A Wimbledon il tennis italiano continua a correre e, oltre ai riflettori puntati su Jannik Sinner, c'è anche il romano che si è preso con autorità un posto tra i migliori otto del torneo. La vittoria contro Alex De Minaur, numero sei del mondo, vale molto più di un semplice quarto di finale. L'australiano è uno dei giocatori più continui del circuito e batterlo sull'erba, in tre set, rappresenta una dimostrazione di maturità. Cobolli lo ha aggredito fin dall'inizio, senza lasciarsi trascinare nel ritmo imposto dall'avversario, trovando spesso la soluzione giusta anche negli scambi più lunghi.
Alla vigilia erano in pochi a credere in lui, ma è proprio questo che sembra alimentare il suo tennis: "Non avere quasi mai i favori del pronostico, mi riempie di energia — ha detto il romano — Battere Alex in questo modo, giocando forse il mio miglior match di sempre sull’erba, mi fa sentire pronto". Una vittoria che gli permette anche di avvicinarsi sensibilmente alla qualificazione per le Finals di Torino. Durante la partita c'è stato anche un momento particolare. Cobolli ha alzato gli occhi verso il Royal Box e ha incrociato lo sguardo di Roger Federer: "Ho alzato lo sguardo, ho visto Roger Federer nel Royal Box, e non dico che ho provato tensione, ma cavolo, non volevo fare brutta figura", ha raccontato sorridendo.

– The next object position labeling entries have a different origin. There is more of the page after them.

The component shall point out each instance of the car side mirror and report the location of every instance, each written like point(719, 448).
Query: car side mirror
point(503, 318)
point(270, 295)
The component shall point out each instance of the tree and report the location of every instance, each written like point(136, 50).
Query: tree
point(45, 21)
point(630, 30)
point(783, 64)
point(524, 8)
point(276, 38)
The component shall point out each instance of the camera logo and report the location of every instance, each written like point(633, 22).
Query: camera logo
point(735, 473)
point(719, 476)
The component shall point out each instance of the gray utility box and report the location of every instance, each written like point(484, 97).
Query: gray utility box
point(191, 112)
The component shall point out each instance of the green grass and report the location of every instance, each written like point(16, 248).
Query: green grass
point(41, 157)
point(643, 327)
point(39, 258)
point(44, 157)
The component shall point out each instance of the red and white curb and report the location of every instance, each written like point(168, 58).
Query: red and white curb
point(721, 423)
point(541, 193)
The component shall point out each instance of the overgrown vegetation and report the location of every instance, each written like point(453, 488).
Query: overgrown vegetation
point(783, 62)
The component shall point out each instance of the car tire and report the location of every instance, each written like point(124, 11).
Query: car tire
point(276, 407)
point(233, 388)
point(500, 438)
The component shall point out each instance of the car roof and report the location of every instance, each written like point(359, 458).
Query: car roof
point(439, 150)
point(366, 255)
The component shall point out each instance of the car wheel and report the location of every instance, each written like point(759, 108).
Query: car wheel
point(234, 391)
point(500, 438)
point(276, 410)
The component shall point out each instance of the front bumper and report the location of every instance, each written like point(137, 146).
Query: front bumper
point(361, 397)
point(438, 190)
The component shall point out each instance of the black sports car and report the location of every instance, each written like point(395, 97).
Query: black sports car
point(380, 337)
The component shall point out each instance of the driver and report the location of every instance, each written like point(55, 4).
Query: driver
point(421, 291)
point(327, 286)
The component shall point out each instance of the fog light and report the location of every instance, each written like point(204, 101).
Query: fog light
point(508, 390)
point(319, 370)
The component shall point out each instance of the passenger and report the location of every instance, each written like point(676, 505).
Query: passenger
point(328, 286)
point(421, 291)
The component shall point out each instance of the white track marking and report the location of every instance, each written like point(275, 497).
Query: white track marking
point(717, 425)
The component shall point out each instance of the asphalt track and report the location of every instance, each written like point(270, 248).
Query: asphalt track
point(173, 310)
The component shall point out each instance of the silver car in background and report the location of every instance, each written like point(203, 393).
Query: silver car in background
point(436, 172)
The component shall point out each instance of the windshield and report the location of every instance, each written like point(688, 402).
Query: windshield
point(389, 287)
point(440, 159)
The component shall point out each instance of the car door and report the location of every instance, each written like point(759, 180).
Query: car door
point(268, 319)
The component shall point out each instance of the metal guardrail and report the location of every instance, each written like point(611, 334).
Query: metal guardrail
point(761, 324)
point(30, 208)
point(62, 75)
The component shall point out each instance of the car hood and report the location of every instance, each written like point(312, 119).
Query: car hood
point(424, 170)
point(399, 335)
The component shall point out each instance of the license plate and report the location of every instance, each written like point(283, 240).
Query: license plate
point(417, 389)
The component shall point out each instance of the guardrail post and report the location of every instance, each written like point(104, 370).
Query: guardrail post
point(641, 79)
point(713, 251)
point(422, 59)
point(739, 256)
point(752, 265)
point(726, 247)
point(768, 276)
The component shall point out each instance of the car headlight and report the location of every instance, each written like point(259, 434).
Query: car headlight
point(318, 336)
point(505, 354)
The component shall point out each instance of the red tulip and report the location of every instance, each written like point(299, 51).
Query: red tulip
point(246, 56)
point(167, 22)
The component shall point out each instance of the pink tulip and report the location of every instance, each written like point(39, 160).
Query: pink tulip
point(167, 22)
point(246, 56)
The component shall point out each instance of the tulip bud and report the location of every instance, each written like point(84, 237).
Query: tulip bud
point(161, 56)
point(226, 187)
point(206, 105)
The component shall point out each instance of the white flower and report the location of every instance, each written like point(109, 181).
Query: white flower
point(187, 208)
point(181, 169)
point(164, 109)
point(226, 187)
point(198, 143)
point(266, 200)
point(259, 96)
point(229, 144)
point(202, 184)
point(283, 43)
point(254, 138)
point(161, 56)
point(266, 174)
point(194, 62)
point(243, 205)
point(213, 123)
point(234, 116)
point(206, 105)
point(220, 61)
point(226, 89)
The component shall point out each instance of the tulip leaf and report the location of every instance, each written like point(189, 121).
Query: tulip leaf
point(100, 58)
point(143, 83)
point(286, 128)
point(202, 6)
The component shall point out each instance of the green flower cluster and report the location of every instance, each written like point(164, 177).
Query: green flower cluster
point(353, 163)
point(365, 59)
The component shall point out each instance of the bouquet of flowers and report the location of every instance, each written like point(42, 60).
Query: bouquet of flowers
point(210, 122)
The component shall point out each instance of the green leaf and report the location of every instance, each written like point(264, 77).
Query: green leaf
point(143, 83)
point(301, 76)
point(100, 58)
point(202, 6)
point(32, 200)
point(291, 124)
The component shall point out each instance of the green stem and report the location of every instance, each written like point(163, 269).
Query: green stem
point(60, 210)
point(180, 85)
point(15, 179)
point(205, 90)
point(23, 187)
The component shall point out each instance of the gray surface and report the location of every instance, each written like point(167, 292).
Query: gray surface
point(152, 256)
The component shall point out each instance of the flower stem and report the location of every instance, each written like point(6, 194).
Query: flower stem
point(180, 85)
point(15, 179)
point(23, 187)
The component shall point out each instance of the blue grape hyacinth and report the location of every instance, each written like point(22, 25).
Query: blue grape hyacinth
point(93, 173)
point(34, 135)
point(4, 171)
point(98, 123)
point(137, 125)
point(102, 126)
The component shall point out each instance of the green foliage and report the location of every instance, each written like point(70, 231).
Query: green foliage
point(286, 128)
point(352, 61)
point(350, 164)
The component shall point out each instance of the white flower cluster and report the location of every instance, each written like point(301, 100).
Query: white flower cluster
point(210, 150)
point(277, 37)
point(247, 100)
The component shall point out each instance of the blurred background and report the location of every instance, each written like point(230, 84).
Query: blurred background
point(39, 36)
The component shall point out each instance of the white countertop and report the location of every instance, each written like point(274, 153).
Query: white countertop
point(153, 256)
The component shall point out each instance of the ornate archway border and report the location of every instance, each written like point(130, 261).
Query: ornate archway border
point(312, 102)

L'Italia, però, non sorride soltanto con Cobolli. Torna finalmente protagonista anche Jasmine Paolini, che ha superato Alex Eala e ritrovato fiducia dopo mesi complicati: "Non so bene cosa è scattato, ma ho una mentalità nuova, che mi rende più fiduciosa. È stato un anno sofferto, ho perso troppi match che non avrei dovuto perdere. Mi era entrato in testa qualcosa di negativo". E poi la frase che racconta meglio di qualsiasi risultato il suo stato d'animo: "Me ne sono andata per un po’, ma ora sono tornata con il sorriso”.
Sugli spalti del Centre Court, intanto, c'era anche Kimi Antonelli, ormai diventato uno dei volti più riconoscibili dello sport italiano. Il pilota Mercedes ha parlato del suo rapporto con Sinner: "Lui è un grande esempio di resilienza, anche quando le cose non gli vanno bene. Nel nostro piccolo, cerchiamo entrambi di portare l’Italia in alto”. Oggi pomeriggio toccherà proprio a Jannik affrontare Jan-Lennard Struff, mentre Cobolli proverà a continuare il suo sogno contro Arthur Fery. Wimbledon intanto parla sempre più italiano.